The Last Wedding Anniversary by Abimbola Dare review – Last Can be Redemptive First

What stands good literary writing apart is how it often succeeds in drawing readers into its plot vortex, holding them bound in its whirl, only releasing them after it has climaxed.

In that end, the readers might be purged of their soaked-up emotions, fulfilling Aristotle’s centuries-old purgatory promise of literature. To read Abimbola Dare’s The Last Wedding Anniversary, published by Quramo Publishing, is to experience such rare literary-induced purgatory process.

This is quite remarkable as Dare has taken on a commonplace human story about marriage, about love, that is threatening to keel over after its very foundational support, trust, is assailed by its expected antithesis, mistrust.

A sudden sense of deja vu – have I not seen this before? – might not be an unexpected immediate feeling for a reader as they read the first few pages of the novel, which, in fact, might read like script for a domestic thriller.

However, the story’s thrills lie in Dare’s graceful narrative facility shown in how she has weaved an unpretentiously complex plot around a woman whose hitherto secure trust in her God, her husband, her family, and herself will not secure her from her mind’s mistrust over her ability to become a mother, having repeatedly miscarries.

The story central character, Celine’s internal conflict, which springs from those hurting miscarriages, frames the story-world external conflicts. Suddenly resorting to harrowing introspections, Celine becomes not only distrustful of her doting husband, but also goes so deep into the long closed recesses of her mind to haul out childhood hurts.

The resultant primal trip back to her parents’ failed marriage becomes essentially an insidious measuring glass whose distorted images addle her perception of the state of her own marriage, and of her relationships with her sister, and everyone, and God.

Suddenly, every act, mundane or extraordinary, is read in light of how her father had been a roguish jerk who betrayed her perfect mother.

Reading every action and all object for their ominous signs of what to come, Celine will precipitously fall into her belief of betrayal by God who fails to replicate her own steadfastness; and by her husband who seems too unfazed to her state to not have been involved in some untoward affairs.

Celine will thus become a prissy detector trailing her husband’s every move in their house, out of their house, to his work, to everywhere; and to her making her expected discovering: Biyi is what her father was; even more, Biyi is not cheating with his domestic maid as her father had, but with his sister-in-law!

With the way the narration arcs up to that putatively climactic moment of discovery, what then unfurls the authentic reality of the tense situations in the world of the story will not but jolt the readers to the author’s mastery of narrative twist.

The story’s twist brings to focus its sharp ironies, all more signposted by its title. The reader might learn in the story, however, that the last can truly become the first after a redemptive, but troubled journey.

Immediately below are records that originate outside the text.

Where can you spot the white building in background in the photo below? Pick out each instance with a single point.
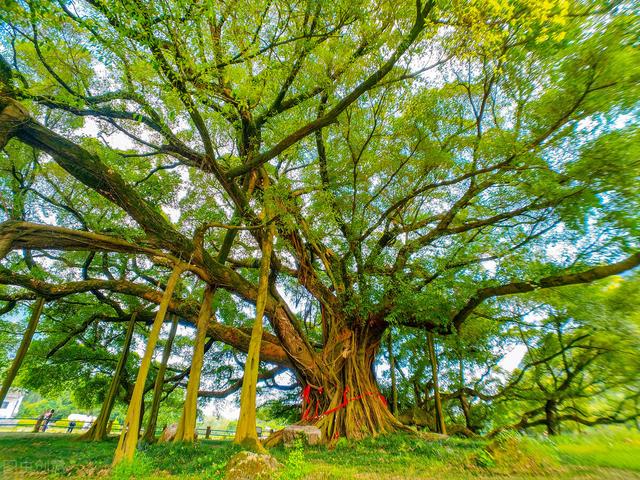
(11, 404)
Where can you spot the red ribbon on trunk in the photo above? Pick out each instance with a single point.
(306, 401)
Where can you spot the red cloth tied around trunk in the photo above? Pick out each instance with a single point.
(306, 402)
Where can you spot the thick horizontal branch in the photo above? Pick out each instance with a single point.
(235, 337)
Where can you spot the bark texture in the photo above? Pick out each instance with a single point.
(150, 431)
(187, 426)
(99, 430)
(129, 437)
(22, 350)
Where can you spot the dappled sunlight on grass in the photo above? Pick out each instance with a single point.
(610, 454)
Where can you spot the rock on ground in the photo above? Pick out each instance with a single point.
(169, 433)
(308, 433)
(251, 466)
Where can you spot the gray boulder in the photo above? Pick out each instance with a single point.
(169, 433)
(308, 433)
(251, 466)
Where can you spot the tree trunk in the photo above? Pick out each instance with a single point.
(246, 432)
(440, 425)
(129, 437)
(464, 402)
(392, 370)
(150, 432)
(551, 417)
(22, 350)
(348, 403)
(98, 430)
(187, 425)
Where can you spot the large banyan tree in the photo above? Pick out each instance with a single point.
(408, 163)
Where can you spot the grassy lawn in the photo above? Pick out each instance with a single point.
(611, 455)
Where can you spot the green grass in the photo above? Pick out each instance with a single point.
(616, 448)
(609, 454)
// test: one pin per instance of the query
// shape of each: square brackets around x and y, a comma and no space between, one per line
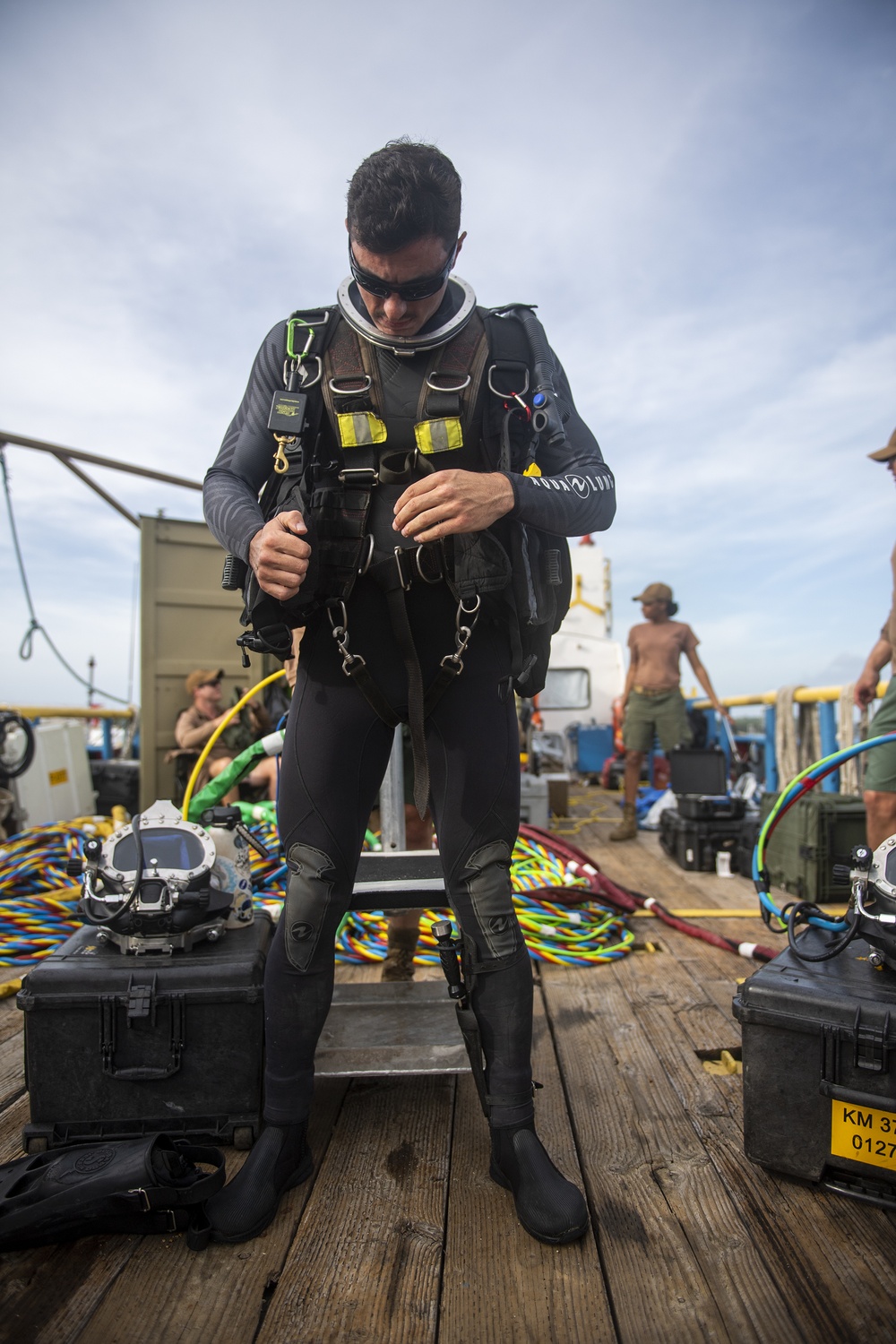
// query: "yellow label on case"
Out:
[863,1134]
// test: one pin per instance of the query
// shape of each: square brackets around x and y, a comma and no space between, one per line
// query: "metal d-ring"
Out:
[513,397]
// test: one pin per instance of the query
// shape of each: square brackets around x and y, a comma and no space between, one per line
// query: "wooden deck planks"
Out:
[500,1285]
[405,1238]
[839,1293]
[218,1293]
[367,1260]
[656,1285]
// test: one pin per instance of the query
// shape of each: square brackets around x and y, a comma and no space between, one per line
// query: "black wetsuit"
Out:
[338,747]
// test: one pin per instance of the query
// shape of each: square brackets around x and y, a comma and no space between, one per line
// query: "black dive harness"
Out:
[336,467]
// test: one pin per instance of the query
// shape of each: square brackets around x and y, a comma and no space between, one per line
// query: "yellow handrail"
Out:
[80,711]
[191,782]
[804,695]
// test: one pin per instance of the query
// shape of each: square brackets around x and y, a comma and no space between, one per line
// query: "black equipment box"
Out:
[697,771]
[121,1046]
[694,844]
[820,1069]
[117,782]
[702,806]
[814,835]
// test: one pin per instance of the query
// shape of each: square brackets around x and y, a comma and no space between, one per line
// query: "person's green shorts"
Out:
[661,715]
[880,771]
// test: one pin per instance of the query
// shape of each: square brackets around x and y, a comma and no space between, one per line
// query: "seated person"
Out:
[196,725]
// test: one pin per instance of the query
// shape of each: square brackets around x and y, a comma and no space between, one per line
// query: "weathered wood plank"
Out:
[657,1288]
[218,1293]
[847,1282]
[366,1262]
[500,1285]
[745,1290]
[48,1292]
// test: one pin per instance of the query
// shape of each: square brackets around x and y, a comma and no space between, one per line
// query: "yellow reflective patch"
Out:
[358,429]
[438,435]
[289,409]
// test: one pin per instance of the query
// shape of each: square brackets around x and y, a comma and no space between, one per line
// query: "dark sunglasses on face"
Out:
[409,293]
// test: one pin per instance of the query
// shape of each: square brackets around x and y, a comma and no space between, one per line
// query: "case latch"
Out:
[871,1045]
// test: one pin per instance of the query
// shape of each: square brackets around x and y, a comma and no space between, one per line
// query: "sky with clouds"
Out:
[699,196]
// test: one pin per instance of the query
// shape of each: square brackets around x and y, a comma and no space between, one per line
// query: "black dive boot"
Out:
[549,1207]
[280,1160]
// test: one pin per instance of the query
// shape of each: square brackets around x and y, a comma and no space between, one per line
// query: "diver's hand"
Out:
[454,502]
[866,687]
[280,556]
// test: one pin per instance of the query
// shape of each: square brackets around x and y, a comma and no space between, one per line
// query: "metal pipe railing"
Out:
[804,695]
[825,696]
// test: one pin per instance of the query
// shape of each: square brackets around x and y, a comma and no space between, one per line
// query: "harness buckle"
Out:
[400,564]
[418,562]
[462,634]
[435,387]
[352,392]
[368,472]
[281,461]
[303,373]
[366,564]
[352,663]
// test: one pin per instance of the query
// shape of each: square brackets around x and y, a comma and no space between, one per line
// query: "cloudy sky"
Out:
[697,195]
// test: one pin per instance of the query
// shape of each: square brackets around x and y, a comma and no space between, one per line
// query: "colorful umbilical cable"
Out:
[797,789]
[38,902]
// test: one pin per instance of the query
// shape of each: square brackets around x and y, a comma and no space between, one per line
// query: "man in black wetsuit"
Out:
[444,505]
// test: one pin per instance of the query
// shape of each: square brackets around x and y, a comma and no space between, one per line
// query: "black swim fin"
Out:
[139,1185]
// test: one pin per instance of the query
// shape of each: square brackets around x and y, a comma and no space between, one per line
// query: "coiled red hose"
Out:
[625,900]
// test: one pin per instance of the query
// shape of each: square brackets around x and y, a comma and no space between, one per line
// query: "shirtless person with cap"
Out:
[196,725]
[880,771]
[651,698]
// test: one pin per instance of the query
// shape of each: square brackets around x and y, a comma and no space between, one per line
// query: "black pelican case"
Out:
[694,844]
[820,1070]
[118,1046]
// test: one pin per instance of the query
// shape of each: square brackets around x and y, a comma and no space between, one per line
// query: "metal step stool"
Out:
[375,1030]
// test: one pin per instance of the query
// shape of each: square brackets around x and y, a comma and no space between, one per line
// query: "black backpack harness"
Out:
[328,465]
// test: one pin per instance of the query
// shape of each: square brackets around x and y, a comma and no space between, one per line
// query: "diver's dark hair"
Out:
[402,193]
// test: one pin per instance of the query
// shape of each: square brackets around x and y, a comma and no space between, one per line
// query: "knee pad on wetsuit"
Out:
[495,930]
[308,894]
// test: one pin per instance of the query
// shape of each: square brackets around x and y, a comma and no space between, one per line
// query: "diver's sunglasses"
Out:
[409,293]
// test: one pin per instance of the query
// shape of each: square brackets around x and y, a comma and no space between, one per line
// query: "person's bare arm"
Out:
[866,687]
[280,556]
[191,739]
[454,502]
[627,687]
[702,676]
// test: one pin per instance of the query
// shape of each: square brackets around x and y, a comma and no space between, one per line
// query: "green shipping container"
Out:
[817,832]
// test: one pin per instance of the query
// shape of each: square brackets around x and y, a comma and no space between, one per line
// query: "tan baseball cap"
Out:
[884,454]
[654,593]
[202,676]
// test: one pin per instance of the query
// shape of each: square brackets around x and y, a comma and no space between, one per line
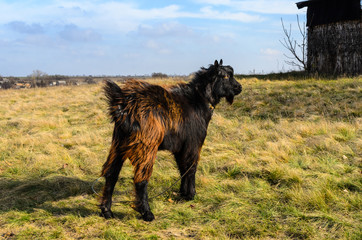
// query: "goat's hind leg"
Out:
[143,171]
[111,170]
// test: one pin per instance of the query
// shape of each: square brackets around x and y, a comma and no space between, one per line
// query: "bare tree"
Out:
[298,57]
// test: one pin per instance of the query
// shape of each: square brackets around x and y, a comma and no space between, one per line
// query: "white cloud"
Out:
[258,6]
[270,52]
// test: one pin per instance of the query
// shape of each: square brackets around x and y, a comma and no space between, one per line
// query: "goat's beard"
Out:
[230,99]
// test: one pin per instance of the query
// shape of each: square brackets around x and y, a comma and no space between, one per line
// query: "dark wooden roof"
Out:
[329,11]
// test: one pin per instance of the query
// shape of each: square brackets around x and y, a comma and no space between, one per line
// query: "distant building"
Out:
[334,36]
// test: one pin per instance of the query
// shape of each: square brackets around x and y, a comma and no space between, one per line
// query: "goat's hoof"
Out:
[148,216]
[107,214]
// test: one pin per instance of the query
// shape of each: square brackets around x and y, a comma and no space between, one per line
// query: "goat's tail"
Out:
[114,97]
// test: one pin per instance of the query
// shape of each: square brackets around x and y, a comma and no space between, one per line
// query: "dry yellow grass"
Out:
[282,162]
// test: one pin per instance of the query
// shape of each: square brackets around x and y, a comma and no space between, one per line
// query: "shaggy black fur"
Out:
[149,118]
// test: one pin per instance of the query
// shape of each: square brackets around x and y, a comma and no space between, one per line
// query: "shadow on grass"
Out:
[29,194]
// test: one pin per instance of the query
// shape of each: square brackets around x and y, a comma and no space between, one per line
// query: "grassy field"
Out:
[283,162]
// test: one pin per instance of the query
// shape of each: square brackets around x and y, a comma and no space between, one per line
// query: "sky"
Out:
[140,37]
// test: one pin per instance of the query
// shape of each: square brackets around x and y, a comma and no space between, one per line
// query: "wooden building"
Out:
[334,37]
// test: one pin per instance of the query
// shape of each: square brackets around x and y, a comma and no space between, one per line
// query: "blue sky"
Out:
[139,37]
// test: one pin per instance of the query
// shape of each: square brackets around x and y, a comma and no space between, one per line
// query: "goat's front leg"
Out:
[187,164]
[142,201]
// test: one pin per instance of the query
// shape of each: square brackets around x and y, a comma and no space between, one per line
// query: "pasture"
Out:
[282,162]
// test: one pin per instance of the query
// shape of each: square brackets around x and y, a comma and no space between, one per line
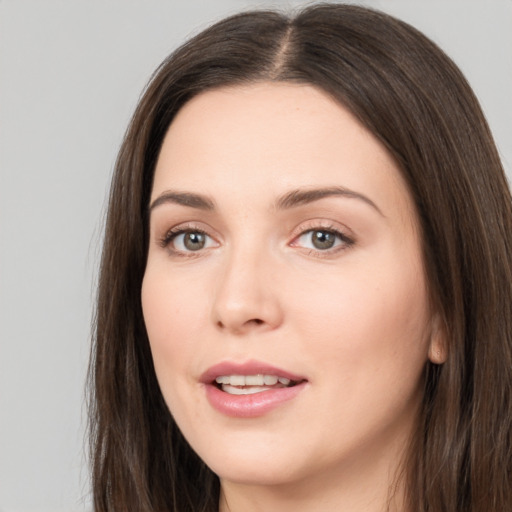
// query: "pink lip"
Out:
[254,405]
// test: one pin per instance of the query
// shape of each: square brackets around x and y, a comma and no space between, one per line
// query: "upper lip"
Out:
[246,368]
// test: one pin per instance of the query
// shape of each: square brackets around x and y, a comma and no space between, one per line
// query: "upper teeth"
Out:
[251,380]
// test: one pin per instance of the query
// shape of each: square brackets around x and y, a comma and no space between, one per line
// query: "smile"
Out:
[251,389]
[251,384]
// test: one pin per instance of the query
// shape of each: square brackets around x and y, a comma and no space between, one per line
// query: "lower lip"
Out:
[253,405]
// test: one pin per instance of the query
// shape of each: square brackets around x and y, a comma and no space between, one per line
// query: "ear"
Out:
[437,351]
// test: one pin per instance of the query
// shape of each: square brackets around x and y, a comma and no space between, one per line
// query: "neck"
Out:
[353,488]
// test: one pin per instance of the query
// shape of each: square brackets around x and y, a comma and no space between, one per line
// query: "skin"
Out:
[353,319]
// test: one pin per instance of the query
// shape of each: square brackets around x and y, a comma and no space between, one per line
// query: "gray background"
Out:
[70,75]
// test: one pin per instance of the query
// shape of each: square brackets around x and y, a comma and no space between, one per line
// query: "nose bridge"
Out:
[246,297]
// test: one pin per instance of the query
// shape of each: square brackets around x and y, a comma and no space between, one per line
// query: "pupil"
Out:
[194,241]
[323,239]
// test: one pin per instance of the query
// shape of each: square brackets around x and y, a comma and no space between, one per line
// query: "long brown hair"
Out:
[412,97]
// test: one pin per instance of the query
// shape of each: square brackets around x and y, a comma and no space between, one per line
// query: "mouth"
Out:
[250,389]
[252,384]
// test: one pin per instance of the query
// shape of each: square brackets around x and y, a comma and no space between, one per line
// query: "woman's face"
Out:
[284,295]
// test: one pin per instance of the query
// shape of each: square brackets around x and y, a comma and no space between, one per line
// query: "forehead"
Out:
[269,137]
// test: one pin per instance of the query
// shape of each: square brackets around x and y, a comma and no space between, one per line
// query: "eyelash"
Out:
[346,241]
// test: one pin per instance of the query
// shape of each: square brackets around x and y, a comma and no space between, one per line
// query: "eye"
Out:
[188,240]
[321,239]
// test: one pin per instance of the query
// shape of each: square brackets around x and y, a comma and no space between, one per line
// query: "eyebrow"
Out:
[300,197]
[291,199]
[185,199]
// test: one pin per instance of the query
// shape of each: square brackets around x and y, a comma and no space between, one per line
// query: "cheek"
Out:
[367,315]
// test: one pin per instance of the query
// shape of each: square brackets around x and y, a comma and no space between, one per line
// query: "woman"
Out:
[305,291]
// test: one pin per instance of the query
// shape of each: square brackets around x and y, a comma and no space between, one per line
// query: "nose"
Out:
[247,297]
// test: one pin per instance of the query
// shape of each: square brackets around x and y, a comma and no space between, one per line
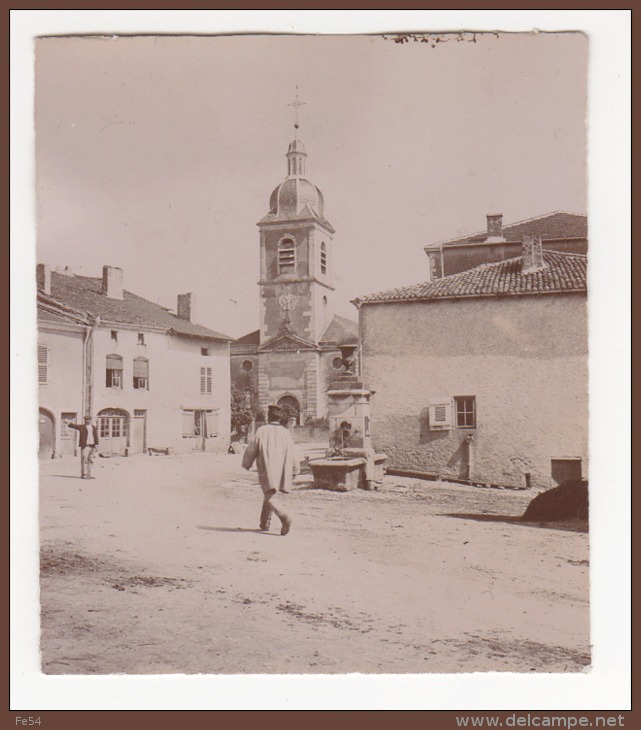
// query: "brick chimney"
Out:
[495,227]
[532,255]
[43,278]
[112,282]
[186,307]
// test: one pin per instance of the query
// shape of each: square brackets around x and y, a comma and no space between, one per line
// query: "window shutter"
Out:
[43,364]
[141,368]
[440,413]
[205,380]
[212,423]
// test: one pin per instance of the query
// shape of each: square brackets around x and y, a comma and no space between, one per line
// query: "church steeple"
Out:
[296,159]
[296,153]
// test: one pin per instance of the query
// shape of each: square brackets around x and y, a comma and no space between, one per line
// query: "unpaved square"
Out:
[157,566]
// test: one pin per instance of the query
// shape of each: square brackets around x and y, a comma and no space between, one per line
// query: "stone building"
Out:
[151,378]
[483,375]
[559,231]
[294,354]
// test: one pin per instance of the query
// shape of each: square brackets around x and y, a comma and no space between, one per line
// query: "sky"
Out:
[158,154]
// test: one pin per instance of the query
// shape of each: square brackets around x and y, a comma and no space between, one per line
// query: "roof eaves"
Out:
[211,337]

Meanwhile, the story’s plot recalls a cheetah’s blistering dash at its target that lasts few seconds as a cheetah cannot keep up with its own electrifying sprint for a long haul. The novel’s relatively few pages – 241 – are packed with jet-speed narratives that sometimes make reader grasp for water respite.

More, the Bolt-speed is deployed for a criss-crossing narration that refuses to yield its ultimate secret until the novel’s last few pages. In those last resolving pages, there could seem the author might lose her controlling rein on her fictional creations, and so rushed to settle the conflicts of the story.

However, none of the story’s parts seems out of sync from its plot whole.

In fact, Dare’s greatest feat, in The Last Wedding Anniversary, could be said to be the way she has masterfully steered the course of its plots, when she could just have settled for an easy, tried and tested, escapist hurtle towards an otherwise anticipated story-end.